Info. Angelo Ricci cell. 388.6920216 email checcolallovetralla@gmail.com.
CRISTINA SEXY A PADOVA
Santa Cristina nei Musei Civici agli Eremitani, adiacenti alla cappella degli Scrovegni. E’ un olio su tela del veneziano Jacopo Negretti, detto Palma il Giovane (1548 c.–1628), formatosi nel periodo della Scuola Veneta e del Manierismo romano (ha fatto anche parte dell’équipe di Cesare Nebbia). Di pregio le sue collaborazioni con numerosi big del tempo, fra cui il Tiziano che gli affidò alcune rifiniture della celebre “Pietà”. L’eroina di Bolsena, raffigurata nell’ultimo atto del martirio, trafitta dalle frecce del suo aguzzino (il prefetto Giuliano), è un po’ diversa dall’immaginario collettivo che la vuole esile, appena adolescente e coperta da una lunga veste.
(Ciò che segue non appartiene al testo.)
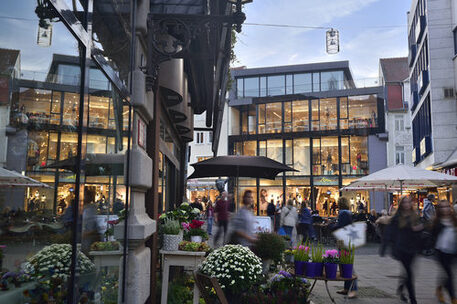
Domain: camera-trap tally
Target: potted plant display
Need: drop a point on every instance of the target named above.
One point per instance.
(331, 260)
(315, 267)
(301, 258)
(171, 235)
(236, 268)
(269, 247)
(195, 232)
(347, 262)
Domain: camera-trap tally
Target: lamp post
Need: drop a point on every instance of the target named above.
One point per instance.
(238, 15)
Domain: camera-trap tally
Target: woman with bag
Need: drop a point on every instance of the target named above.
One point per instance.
(403, 236)
(444, 232)
(289, 217)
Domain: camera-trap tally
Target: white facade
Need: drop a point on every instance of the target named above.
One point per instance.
(437, 42)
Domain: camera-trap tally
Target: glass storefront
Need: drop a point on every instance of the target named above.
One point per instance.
(70, 135)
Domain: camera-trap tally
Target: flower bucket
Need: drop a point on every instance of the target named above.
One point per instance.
(171, 242)
(300, 267)
(330, 270)
(346, 270)
(196, 238)
(314, 269)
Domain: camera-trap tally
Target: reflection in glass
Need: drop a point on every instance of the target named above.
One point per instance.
(302, 83)
(276, 85)
(363, 111)
(300, 116)
(273, 117)
(251, 87)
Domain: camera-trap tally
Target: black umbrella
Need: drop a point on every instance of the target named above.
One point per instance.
(239, 166)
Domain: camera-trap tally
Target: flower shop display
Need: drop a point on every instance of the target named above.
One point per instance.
(171, 235)
(347, 262)
(301, 258)
(194, 231)
(315, 267)
(105, 246)
(331, 260)
(54, 261)
(269, 247)
(283, 287)
(193, 246)
(236, 268)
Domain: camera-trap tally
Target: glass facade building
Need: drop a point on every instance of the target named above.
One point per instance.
(328, 135)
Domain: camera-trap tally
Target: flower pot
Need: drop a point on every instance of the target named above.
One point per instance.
(300, 267)
(330, 270)
(314, 269)
(171, 242)
(346, 270)
(196, 238)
Negretti la dipinge invece seminuda, decisamente formosa, in un’estasi quasi sensuale di fronte alle frecce mortali. E’ un’ulteriore dimostrazione di quanto santa Cristina sia popolare in molte città d’Italia e d’Europa, proprio per le tribolazioni cui è stata sottoposta, enfatizzate peraltro da mille leggende. Le sue sofferenze sono la dimostrazione della indistruttibilità della vita cristiana: “il martire è immortale e nulla gli può nuocere. Egli deve superare molte prove prima di raggiungere il Signore”.
L’Autore*
Console di Viterbo del Touring Club Italiano. Direttore per oltre trent’anni dell’Ente Provinciale per il Turismo di Viterbo (poi Apt). È autore di varie monografie sul turismo e di articoli per riviste e quotidiani. Collabora con organismi e associazioni per iniziative promo-culturali. Un grande conoscitore della Tuscia.